Re: [BUGS] Old row version in hot chain become visible after a freeze

Поиск
Список
Период
Сортировка
От Alvaro Herrera
Тема Re: [BUGS] Old row version in hot chain become visible after a freeze
Дата
Msg-id 20170906221217.fnmoipi5zi5w3yrl@alvherre.pgsql
обсуждение исходный текст
Ответ на Re: [BUGS] Old row version in hot chain become visible after a freeze  (Michael Paquier <michael.paquier@gmail.com>)
Ответы Re: [BUGS] Old row version in hot chain become visible after a freeze  ("Wong, Yi Wen" <yiwong@amazon.com>)
Список pgsql-bugs
Michael Paquier wrote:

> frame #4: 0x00000001098fba6b postgres`FreezeMultiXactId(multi=34,
> t_infomask=4930, cutoff_xid=897, cutoff_multi=30,
> flags=0x00007fff56372fae) + 1179 at heapam.c:6532
>    6529                 * Since the tuple wasn't marked HEAPTUPLE_DEAD by vacuum, the
>    6530                 * update Xid cannot possibly be older than the xid cutoff.
>    6531                 */
> -> 6532                Assert(!TransactionIdIsValid(update_xid) ||
>    6533                       !TransactionIdPrecedes(update_xid, cutoff_xid));
>    6534
>    6535                /*
> (lldb) p update_xid
> (TransactionId) $0 = 896
> (lldb) p cutoff_xid
> (TransactionId) $1 = 897

So, looking at this closely, I think there is a bigger problem here: if
we use any of the proposed patches or approaches, we risk leaving an old
Xid in a tuple (because of skipping the heap_tuple_prepare_freeze on a
tuple which remains in the heap with live Xids), followed by later
truncating pg_multixact / pg_clog removing a segment that might be
critical to resolving this tuple status later on.
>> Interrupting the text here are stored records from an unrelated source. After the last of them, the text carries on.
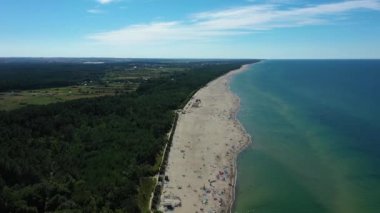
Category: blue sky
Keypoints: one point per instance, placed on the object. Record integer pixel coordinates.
(190, 29)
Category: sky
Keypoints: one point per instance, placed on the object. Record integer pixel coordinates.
(265, 29)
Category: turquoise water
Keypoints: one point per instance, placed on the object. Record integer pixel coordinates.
(316, 136)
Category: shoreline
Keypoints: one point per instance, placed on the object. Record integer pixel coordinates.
(198, 178)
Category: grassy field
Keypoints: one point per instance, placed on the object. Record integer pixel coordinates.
(16, 99)
(116, 80)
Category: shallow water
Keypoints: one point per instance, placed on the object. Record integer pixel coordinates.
(315, 128)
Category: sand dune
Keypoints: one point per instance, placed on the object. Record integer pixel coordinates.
(201, 165)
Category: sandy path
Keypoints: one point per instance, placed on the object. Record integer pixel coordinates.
(201, 164)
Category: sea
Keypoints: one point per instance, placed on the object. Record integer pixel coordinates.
(315, 128)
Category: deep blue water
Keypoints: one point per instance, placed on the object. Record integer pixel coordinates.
(315, 126)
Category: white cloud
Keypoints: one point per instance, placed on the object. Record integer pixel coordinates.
(105, 1)
(95, 11)
(233, 21)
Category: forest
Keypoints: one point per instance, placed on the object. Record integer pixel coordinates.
(89, 155)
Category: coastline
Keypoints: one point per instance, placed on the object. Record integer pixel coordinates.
(201, 170)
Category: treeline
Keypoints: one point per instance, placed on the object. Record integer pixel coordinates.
(25, 76)
(88, 155)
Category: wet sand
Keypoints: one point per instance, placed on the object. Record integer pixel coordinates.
(202, 161)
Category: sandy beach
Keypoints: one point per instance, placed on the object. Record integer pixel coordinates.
(201, 165)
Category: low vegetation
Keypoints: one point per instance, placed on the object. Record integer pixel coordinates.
(94, 154)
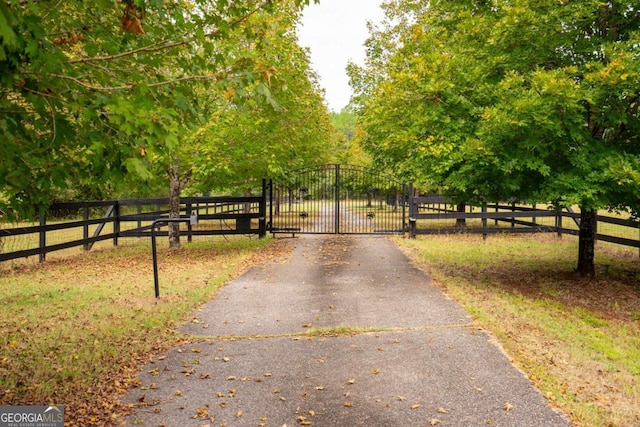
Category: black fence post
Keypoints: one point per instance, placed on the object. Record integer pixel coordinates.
(85, 227)
(189, 235)
(413, 211)
(262, 221)
(116, 222)
(484, 222)
(559, 222)
(42, 256)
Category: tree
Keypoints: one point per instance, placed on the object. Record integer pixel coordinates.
(494, 100)
(243, 142)
(347, 136)
(90, 92)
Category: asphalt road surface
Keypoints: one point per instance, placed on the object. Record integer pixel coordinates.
(343, 331)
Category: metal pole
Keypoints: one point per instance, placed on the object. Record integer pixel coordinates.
(337, 200)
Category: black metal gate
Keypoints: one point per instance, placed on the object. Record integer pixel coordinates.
(338, 199)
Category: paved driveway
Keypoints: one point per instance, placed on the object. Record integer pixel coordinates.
(404, 355)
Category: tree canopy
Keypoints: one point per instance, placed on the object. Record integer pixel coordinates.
(495, 100)
(94, 92)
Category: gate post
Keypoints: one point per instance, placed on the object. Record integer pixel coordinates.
(413, 212)
(262, 220)
(337, 201)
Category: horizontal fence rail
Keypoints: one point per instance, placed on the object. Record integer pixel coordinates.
(73, 224)
(435, 214)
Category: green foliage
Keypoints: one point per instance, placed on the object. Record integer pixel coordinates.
(536, 101)
(92, 92)
(243, 143)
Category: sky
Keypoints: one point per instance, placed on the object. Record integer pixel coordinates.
(335, 32)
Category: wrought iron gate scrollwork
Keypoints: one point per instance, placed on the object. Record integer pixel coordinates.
(338, 199)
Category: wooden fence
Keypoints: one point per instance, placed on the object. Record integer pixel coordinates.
(434, 214)
(75, 224)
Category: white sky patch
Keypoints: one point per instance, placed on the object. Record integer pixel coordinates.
(335, 32)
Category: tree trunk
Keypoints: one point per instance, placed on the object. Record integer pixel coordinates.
(175, 188)
(587, 242)
(461, 208)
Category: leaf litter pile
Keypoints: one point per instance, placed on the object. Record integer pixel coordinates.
(577, 339)
(75, 330)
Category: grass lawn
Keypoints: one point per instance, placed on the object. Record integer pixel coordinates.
(74, 330)
(577, 339)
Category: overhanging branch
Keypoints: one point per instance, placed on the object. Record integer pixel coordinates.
(169, 44)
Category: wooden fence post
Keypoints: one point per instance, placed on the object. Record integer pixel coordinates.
(85, 227)
(484, 222)
(116, 222)
(559, 222)
(42, 256)
(188, 213)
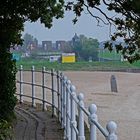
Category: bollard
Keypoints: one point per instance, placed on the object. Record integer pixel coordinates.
(21, 85)
(68, 115)
(73, 114)
(92, 117)
(61, 98)
(58, 96)
(64, 105)
(111, 127)
(43, 89)
(113, 83)
(81, 135)
(33, 87)
(53, 103)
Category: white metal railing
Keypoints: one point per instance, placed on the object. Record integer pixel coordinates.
(68, 105)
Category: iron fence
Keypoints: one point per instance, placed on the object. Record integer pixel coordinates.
(65, 103)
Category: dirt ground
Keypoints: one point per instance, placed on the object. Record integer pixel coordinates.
(122, 107)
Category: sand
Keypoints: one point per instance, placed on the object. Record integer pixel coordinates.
(122, 107)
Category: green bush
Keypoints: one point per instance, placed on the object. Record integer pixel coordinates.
(7, 86)
(5, 130)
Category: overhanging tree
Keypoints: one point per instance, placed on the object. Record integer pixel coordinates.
(13, 15)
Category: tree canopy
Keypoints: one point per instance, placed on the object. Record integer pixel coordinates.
(85, 48)
(13, 15)
(126, 21)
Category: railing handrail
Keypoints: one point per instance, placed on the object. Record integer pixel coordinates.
(66, 105)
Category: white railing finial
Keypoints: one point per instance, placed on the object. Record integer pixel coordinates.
(92, 117)
(111, 127)
(73, 88)
(81, 128)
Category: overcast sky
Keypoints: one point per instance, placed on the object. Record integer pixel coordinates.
(63, 29)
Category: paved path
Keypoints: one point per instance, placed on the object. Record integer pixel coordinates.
(34, 124)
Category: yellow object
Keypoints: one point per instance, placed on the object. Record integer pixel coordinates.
(68, 57)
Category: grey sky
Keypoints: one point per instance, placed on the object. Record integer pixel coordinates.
(63, 29)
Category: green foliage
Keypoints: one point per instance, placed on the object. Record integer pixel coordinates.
(5, 130)
(29, 41)
(13, 15)
(7, 86)
(86, 48)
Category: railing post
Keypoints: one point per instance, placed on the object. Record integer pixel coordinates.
(33, 87)
(64, 105)
(68, 115)
(81, 127)
(58, 95)
(61, 98)
(52, 75)
(73, 114)
(21, 85)
(111, 127)
(92, 117)
(43, 89)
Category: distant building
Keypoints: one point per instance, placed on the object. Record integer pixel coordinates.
(47, 45)
(60, 45)
(75, 39)
(63, 46)
(68, 57)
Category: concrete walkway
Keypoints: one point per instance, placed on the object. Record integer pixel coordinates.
(34, 124)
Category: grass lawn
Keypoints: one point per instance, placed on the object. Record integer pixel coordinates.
(78, 66)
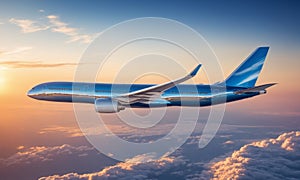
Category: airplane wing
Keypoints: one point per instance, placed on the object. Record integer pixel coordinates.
(153, 92)
(255, 89)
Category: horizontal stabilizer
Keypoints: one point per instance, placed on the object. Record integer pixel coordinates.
(256, 89)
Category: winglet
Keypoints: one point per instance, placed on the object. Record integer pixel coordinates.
(194, 72)
(256, 89)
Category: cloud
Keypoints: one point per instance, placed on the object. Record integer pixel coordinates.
(267, 159)
(139, 167)
(55, 25)
(28, 26)
(61, 27)
(43, 154)
(71, 131)
(33, 64)
(16, 51)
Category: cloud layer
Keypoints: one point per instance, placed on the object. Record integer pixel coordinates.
(43, 153)
(267, 159)
(54, 24)
(140, 167)
(33, 64)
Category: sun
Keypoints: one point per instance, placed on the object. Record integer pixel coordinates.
(2, 81)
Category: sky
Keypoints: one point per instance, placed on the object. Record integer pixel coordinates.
(44, 41)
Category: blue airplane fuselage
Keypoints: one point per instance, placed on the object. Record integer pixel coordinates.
(180, 95)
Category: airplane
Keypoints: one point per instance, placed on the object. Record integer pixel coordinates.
(112, 98)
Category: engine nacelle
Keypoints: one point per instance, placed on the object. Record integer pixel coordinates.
(107, 105)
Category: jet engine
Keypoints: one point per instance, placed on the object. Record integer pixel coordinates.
(107, 105)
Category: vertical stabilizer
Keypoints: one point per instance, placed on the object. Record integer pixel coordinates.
(247, 73)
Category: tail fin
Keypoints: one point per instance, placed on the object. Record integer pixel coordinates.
(247, 73)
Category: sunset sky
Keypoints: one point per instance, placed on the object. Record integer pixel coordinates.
(43, 41)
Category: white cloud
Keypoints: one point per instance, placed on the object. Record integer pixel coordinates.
(16, 51)
(140, 167)
(28, 26)
(267, 159)
(70, 131)
(43, 153)
(61, 27)
(55, 25)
I think doing the tuple freezing dance for any tuple we don't remove
from the heap is critical, not optional.  Maybe a later HOT pruning
would save you from actual disaster, but I think it'd be a bad idea to
rely on that.

So ISTM we need a different solution than what's been proposed so far;
and I think that solution is different for each of the possible problem
cases, which are two: HEAPTUPLE_DEAD and HEAPTUPLE_RECENTLY_DEAD.

I think we can cover the HEAPTUPLE_DEAD case by just redoing the
heap_page_prune (just add a "goto" back to it if we detect the case).
It's a bit wasteful because we'd re-process all the prior tuples in the
loop below, but since it's supposed to be an infrequent condition, I
think it should be okay.

The RECENTLY_DEAD case is interesting.  We know that the updater is
committed, and since the update XID is older than the cutoff XID, then
we know nobody else can see the tuple.  So we can simply remove it ...
and we already have a mechanism for that: return FRM_MARK_COMMITTED in
FreezeMultiXactId.  But the code already does that!  The only thing we
need in order for this to be handled correctly is to remove the assert.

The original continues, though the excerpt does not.